Ship-buider solidarity in the rain...  Photo © unknown
The set and staging was impressive and seemed expensive. The stage was wooden but one side of it looked like a dock, and a large basin of water extended off and along the front of the stage to represent the sea. The backdrop included stone with stained glass windows for a church setting, rusted steel with ladders to represent the ship, and metal staircases and balconies on either side for different entrances and exits. Lighting added to the atmosphere, portrayed ocean waves or sunlight flooding the church. The shipbuilders had real equipment too, working on scaffolding and with welding machines. It rained onstage at one point and, at another, the workers literally pulled the ship together, making the stage floor rise up into shape.

Rachel Tucker and Aaron Lazar
I loved that this story involved working-class people. The scenes were mostly either in a bar or in a shipyard, and everybody yelled at each other in a get-over-yourself sort of way. The choreography was unique with tough-guy moves because shipbuilders aren't dancer. (Think of West Side Story!) The cast was fantastic, including my standout favorites Rachel Tucker as Gideon's girlfriend Meg and Fred Applegate as Father O'Brien.

I saw The Last Ship a second time in early January after it was announced that Sting would take over the role of shipyard foreman Jackie White from his friend Jimmy Nail through the end of the show's short run on January 24th. Aside from attracting more theatergoers and singing the songs with his unmistakeable voice, Sting's involvement didn't make much difference to me because he was acting in character. I was so invested in the story, which was solidly written with so many fully realized characters, that I lost him in the crowd sometimes. Being the fanatical Sting fan I am, I'm pretty sure that means that they had a good thing going here. I cried at the end of both performances!

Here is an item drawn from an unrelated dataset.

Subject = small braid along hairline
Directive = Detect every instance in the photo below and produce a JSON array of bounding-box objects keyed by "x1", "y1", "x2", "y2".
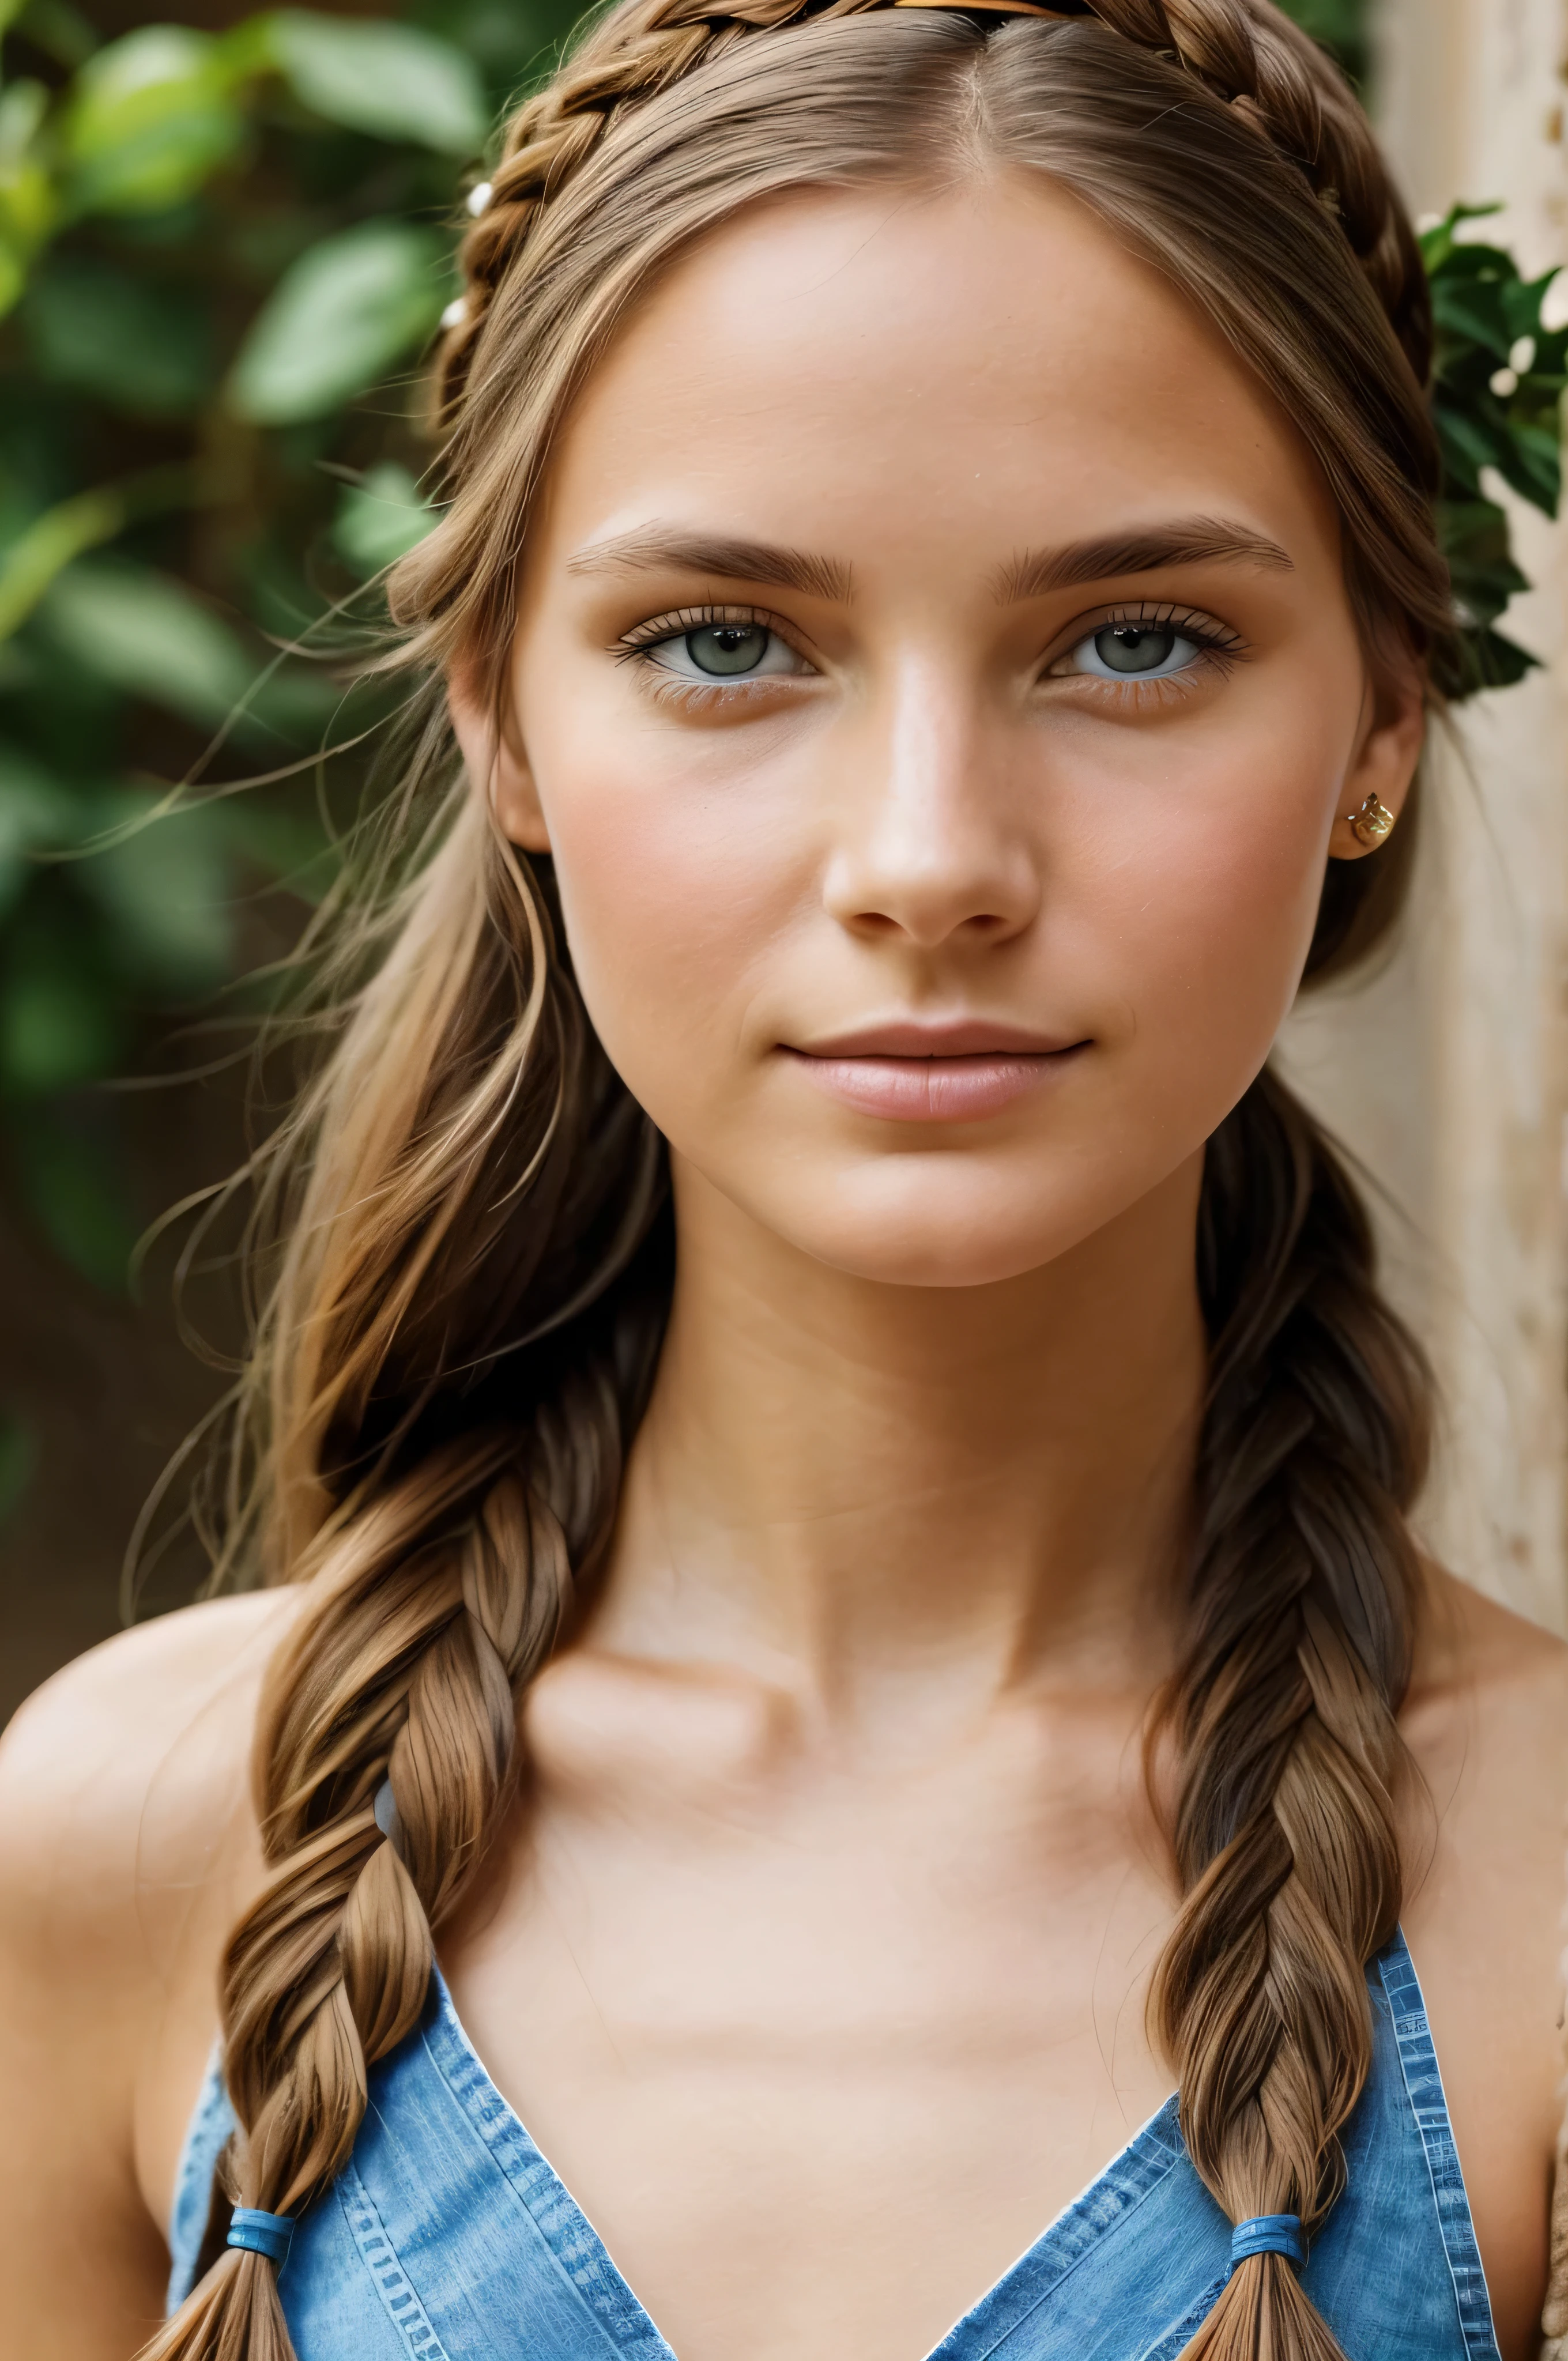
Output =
[{"x1": 438, "y1": 0, "x2": 1430, "y2": 429}]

Sting! (with Fred Applegate in the background)
I was sure that The Last Ship was going to win a bunch of Tonys this year, including Best Musical, but I think it closed too soon (due to lack of ticket sales) to get everyone's attention. It received two Tony nominations for Sting (best original score) and Rob Mathes (best orchestrations). I'm sad that The Last Ship has already closed on Broadway, but I'm sure this won't be the end of it. I eagerly await its return to the stage in whatever form it may take.

On The Town, Lyric Theatre, November 2, 2014

I was still so delirious about The Last Ship that I watched On the Town the following day in a blur. On the Town is one of my favorite Gene Kelly movie musicals, which I know by heart. Like the movie musical, this Broadway revival is G-rated and family friendly. On the Town originally hit Broadway in 1944, but the story is universal. It follows three sailors on 24-hour leave in New York City. They soon fall for three lovely ladies, take them on the town, and have an adventure in the big city. This funny, entertaining show, written by the great Betty Comden and Aldolph Green with wonderful music by Leonard Bernstein, is a classic that I'd never seen on stage.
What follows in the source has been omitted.